Boris Johnson has been accused of misleading his standards adviser after an official investigation found he had asked a Tory donor to pay thousands of pounds to fund the refurbishment of the Downing Street flat.
The long-running controversy over the flat was reignited on Thursday after the Electoral Commission announced it had fined the Conservative Party £17,800 for breaking the rules on reporting donations.
The probe also unearthed evidence which appeared to undermine Mr Johnson’s previous assurances to Lord Geidt, his adviser on ministerial standards, over the extent of his own involvement in the refurbishment plans.
Senior sources in the House of Lords claimed yesterday that Lord Geidt was privately “furious” about the disclosure, while a Whitehall insider suggested he now had two options: request he be allowed to reinvestigate or resign.
Meanwhile, there is mounting speculation that Kathryn Stone, the Parliamentary Commissioner for Standards, will now initiate her own investigation into Mr Johnson.
While Ms Stone’s office has refused to comment, Labour has written to the Commissioner demanding that she investigate, with parliamentary sources suggesting that a decision on whether to launch a new probe could be announced early next week.
Publishing the findings of its investigation, the Electoral Commission said that the Conservatives had failed to fully report a donation of £67,000 from Huntswood Associates Limited, a company controlled by Tory peer Lord Brownlow of Shurlock Row.
While the Conservatives reported only £15,000, the commission said it should have disclosed the remaining £52,000 that was used to fund the renovation of the flat in 11 Downing Street.
This amounted to breaches in the law around the reporting of donations, it concluded, and represented “serious failings” in the party’s “compliance systems.
It comes eight months after the probe was first launched on the back of a string of reports into the lavish renovation and mounting scrutiny over the failure of the Conservative Party and Mr Johnson to register the funds in public transparency registers.
More significantly for the Prime Minister, the probe found that he sent Lord Brownlow a WhatsApp message on 29 Nov last year, in which he asked him to authorise further, at that stage unspecified refurbishment works on the residence.”
Lord Brownlow agreed to do this, and explained that a proposed trust – which had been proposed to finance the works but ultimately never materialised – had “not yet been set up but that he knew where the funding was coming from”.
The next day, Lord Brownlow told a senior party official he intended to “cover the further refurbishment costs personally”.
The exchange appears to call into question Mr Johnson’s assurances to Lord Geidt, his adviser on ministerial interests, that he “knew nothing” of the payments until they were reported in the media in February this year.
This defence was Lord Geidt’s annual report, published in May, which exonerated Mr Johnson of any wrongdoing, albeit noting that he had acted “unwisely”.
The report found that, in total, Lord Brownlow paid £112,549 towards the renovation of the flat.
It also disclosed that in October 2020, a junior member of Conservative Party staff asked about the £52,801 the party had not declared, to which they were told “Don’t worry”.

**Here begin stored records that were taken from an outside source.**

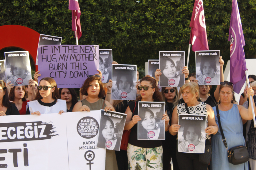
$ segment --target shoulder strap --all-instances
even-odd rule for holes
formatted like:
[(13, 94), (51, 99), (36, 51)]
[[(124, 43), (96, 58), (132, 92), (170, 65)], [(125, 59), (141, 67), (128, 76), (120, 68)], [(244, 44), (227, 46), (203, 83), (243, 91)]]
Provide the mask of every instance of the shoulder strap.
[(104, 100), (104, 101), (103, 102), (103, 104), (102, 105), (102, 107), (101, 108), (101, 109), (103, 109), (104, 108), (104, 105), (105, 104), (105, 100)]
[(228, 144), (227, 143), (227, 141), (225, 138), (225, 136), (224, 136), (223, 130), (222, 130), (222, 127), (221, 126), (221, 118), (219, 117), (219, 107), (218, 105), (216, 106), (216, 112), (217, 112), (217, 118), (218, 119), (218, 121), (219, 122), (219, 130), (221, 131), (221, 136), (222, 136), (222, 141), (223, 142), (224, 145), (225, 146), (226, 149), (228, 151)]
[(190, 114), (189, 111), (188, 110), (188, 108), (187, 108), (187, 103), (185, 103), (185, 108), (186, 108), (186, 110), (187, 111), (187, 112), (188, 114)]

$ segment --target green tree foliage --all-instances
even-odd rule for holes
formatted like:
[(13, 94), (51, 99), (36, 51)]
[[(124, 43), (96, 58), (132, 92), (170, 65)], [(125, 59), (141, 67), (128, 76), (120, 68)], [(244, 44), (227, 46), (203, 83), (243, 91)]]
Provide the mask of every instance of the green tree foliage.
[[(79, 0), (82, 36), (80, 44), (99, 45), (113, 49), (119, 64), (144, 67), (159, 51), (185, 51), (186, 56), (193, 0)], [(231, 0), (203, 1), (210, 50), (220, 50), (226, 63)], [(246, 58), (256, 54), (256, 2), (239, 0)], [(68, 0), (2, 0), (0, 25), (20, 25), (41, 34), (63, 37), (63, 44), (75, 44)], [(195, 70), (191, 51), (190, 72)]]

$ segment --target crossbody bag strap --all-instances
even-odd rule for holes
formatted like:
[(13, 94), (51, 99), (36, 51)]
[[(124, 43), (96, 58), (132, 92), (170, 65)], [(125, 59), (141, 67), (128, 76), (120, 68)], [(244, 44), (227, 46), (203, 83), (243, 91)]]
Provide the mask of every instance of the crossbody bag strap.
[(222, 137), (222, 141), (223, 142), (224, 145), (225, 146), (226, 149), (227, 149), (227, 151), (228, 151), (228, 144), (227, 143), (227, 140), (225, 138), (225, 136), (224, 136), (223, 130), (222, 130), (222, 127), (221, 126), (221, 118), (219, 117), (219, 107), (216, 106), (216, 112), (217, 112), (217, 118), (218, 119), (218, 121), (219, 122), (219, 130), (221, 131), (221, 136)]

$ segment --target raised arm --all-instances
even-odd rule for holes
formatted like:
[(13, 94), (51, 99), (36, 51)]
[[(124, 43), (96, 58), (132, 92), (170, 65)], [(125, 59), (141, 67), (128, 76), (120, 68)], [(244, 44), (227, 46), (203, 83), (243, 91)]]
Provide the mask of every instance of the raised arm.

On Thursday, Dominic Cummings, the former Number 10 chief aide, said the report showed that Mr Johnson had “lied” to Lord Geidt.

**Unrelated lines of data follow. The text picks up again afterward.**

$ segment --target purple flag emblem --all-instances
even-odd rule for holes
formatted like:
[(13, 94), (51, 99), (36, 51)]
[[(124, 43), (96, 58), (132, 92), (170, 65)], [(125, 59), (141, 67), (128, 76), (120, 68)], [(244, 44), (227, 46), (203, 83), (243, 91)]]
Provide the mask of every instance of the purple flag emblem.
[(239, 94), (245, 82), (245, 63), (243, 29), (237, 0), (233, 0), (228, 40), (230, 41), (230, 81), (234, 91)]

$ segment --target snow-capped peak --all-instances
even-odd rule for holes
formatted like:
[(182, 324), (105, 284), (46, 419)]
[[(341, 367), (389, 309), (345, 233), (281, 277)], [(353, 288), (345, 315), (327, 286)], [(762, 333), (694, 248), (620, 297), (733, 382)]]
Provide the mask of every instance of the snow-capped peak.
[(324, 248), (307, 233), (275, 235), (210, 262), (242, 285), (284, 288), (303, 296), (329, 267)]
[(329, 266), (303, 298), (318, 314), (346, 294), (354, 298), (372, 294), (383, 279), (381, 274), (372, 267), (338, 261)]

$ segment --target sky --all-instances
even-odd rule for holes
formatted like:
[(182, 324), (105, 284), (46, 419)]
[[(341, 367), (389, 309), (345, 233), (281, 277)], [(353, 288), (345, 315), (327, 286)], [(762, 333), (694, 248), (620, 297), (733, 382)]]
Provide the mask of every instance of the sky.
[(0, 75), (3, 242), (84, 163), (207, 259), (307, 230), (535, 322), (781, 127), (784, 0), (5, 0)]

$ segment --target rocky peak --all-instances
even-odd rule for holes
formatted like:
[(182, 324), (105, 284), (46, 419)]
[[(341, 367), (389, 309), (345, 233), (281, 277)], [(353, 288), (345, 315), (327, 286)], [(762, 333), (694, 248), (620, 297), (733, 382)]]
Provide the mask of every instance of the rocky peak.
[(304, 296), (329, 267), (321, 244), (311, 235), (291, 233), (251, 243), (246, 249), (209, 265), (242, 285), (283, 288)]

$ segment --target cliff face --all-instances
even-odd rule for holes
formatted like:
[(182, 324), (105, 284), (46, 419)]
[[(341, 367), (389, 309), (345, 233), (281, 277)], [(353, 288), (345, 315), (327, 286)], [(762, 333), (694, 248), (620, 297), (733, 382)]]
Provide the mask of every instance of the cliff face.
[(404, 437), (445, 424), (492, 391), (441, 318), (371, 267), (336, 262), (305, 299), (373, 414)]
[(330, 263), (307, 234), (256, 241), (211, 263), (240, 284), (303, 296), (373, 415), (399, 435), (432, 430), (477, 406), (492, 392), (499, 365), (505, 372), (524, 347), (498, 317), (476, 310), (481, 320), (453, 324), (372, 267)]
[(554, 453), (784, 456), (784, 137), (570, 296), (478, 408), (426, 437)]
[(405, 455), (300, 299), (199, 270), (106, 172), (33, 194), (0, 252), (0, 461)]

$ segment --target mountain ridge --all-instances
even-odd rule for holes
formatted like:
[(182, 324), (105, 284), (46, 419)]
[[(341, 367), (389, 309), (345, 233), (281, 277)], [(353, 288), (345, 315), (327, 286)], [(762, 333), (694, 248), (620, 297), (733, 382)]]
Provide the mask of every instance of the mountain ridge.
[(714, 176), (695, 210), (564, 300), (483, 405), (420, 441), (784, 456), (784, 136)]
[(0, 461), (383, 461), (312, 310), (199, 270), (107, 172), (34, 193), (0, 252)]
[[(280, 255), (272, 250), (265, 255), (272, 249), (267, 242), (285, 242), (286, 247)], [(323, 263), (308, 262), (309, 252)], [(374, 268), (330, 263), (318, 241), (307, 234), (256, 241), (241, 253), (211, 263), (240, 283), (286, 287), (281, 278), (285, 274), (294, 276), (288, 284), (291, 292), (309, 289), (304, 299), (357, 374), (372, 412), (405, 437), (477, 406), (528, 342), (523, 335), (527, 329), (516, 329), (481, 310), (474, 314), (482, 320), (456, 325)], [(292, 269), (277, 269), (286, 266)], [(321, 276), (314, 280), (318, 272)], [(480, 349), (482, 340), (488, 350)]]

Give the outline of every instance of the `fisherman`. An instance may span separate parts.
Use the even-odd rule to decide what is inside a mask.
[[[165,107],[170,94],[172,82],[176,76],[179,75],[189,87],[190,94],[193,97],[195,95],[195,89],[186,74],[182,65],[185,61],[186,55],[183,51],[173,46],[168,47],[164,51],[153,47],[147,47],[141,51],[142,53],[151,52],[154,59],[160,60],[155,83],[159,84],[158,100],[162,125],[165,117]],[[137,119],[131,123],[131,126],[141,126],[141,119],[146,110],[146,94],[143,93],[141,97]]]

He added that prior to his departure from Number 10, he had been “extremely blunt” with the Prime Minister that his “desire for secret donations to fund wallpaper” was “illegal and unethical”.
Angela Rayner, the deputy leader of Labour, said: “It is right that the Electoral Commission has fined the Conservative Party. But the Prime Minister must now explain why he lied to the British public saying he didn’t know who was behind the No 11 flat refurb – all the while he was WhatsApping the donor asking for more money.
“Boris Johnson has taken the British public for fools. He’s not only broken the law, but made a mockery of the standards we expect from our prime ministers.”
Pushing back on Thursday afternoon, the Prime Minister’s spokesman denied he had lied and insisted he had “acted in accordance with the rules at all times” and has “made all necessary declarations”.
Downing Street’s defence amounted to Mr Johnson not knowing that Lord Brownlow was providing the money to the “blind trust” he was organising.